Aragon is creating a suite of tools for the creation and management of DAOs. The project operates as a DAO itself, a testament to its commitment to the new space. While the project is still in its early stages, key functionalities, such as a voting mechanism, funding, and payroll, are already available. DAO stack is a similar project which acts as an operating system for decentralized organizations; it allows for seamless collaboration between DAO participants and facilitates the management of workflows and processes.
Other decentralized services exist to enable DAOs to operate in a fully decentralized manner. Programs such as Gitcoin allow organizations to decentralize the bounty process, which is extremely helpful in the world of development; file storage services such as IPFS encrypt and distribute pieces of files around the globe; decentralized lending platforms such as DeFi or MakerDAO provide loans which can be collateralized by cryptocurrencies in order for investors to finance new DAOs.
Current Notable DAOs
Today, increasing numbers of projects and organizations are adopting this organizational method. Ethereum is one notable example: while Ethereum founder Vitalik Buterin remains a prominent figurehead of the crypto asset, the project actually operates as a DAO, with no centralized control for the project’s operations.
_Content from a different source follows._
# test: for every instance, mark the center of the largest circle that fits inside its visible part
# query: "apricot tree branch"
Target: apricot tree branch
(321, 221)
In fact, most major cryptocurrencies operate as DAOs, adhering to the tenet of decentralization that made blockchain technology so intriguing in the first place.
In fact, a wide variety of projects are embracing this new paradigm. Fundraising DAOs, backed in some cases by venture capital and in some cases by crowdfunding, are now shaping the future of fundraising. For example, Giveth is an open-source charitable giving DAO, and the Daox protocol helps organizations fund their projects, and gives investors voting rights in their investments.
Another area currently gaining traction is decentralized prediction markets which do not rely upon any singular point of failure or entity to attest to outcomes. In this model, users create prediction markets to wager on outcomes of specific events. When an event concludes, winners are paid via smart contracts. If the outcome of the event is in question, a user may challenge the outcome, following which a decentralized network of participants verifies the correct outcome.
Augur is the biggest name in this space, and allows anyone to create their own prediction market and/or wager on outcomes on everything from sports to weather to political predictions.
A New Type of Organization
While the concept of a decentralized organization is still foreign and in some cases even incredible to many, it is possible if not likely that the corporation may one day be supplanted by other, better ways to operate businesses and projects, and DAOs may be one. Even now, the wisdom and long-term viability of the corporation is in question; in addition to ethical and environmental concerns, some of the world’s biggest companies have so much power that they have major political influence, and some are considered by some to be in violation of antitrust laws.
After 200 years of social, technological, and organizational evolution, the world may be ready for a new type of organization: one which aligns all stakeholders in a democratized fashion so that no single entity can inequitably exert its power or control over others. Doing so will bridge the gap between those in power and give that power back to the people. Many proponents of DAOs believe that the next evolution of business is here, and it is decentralized.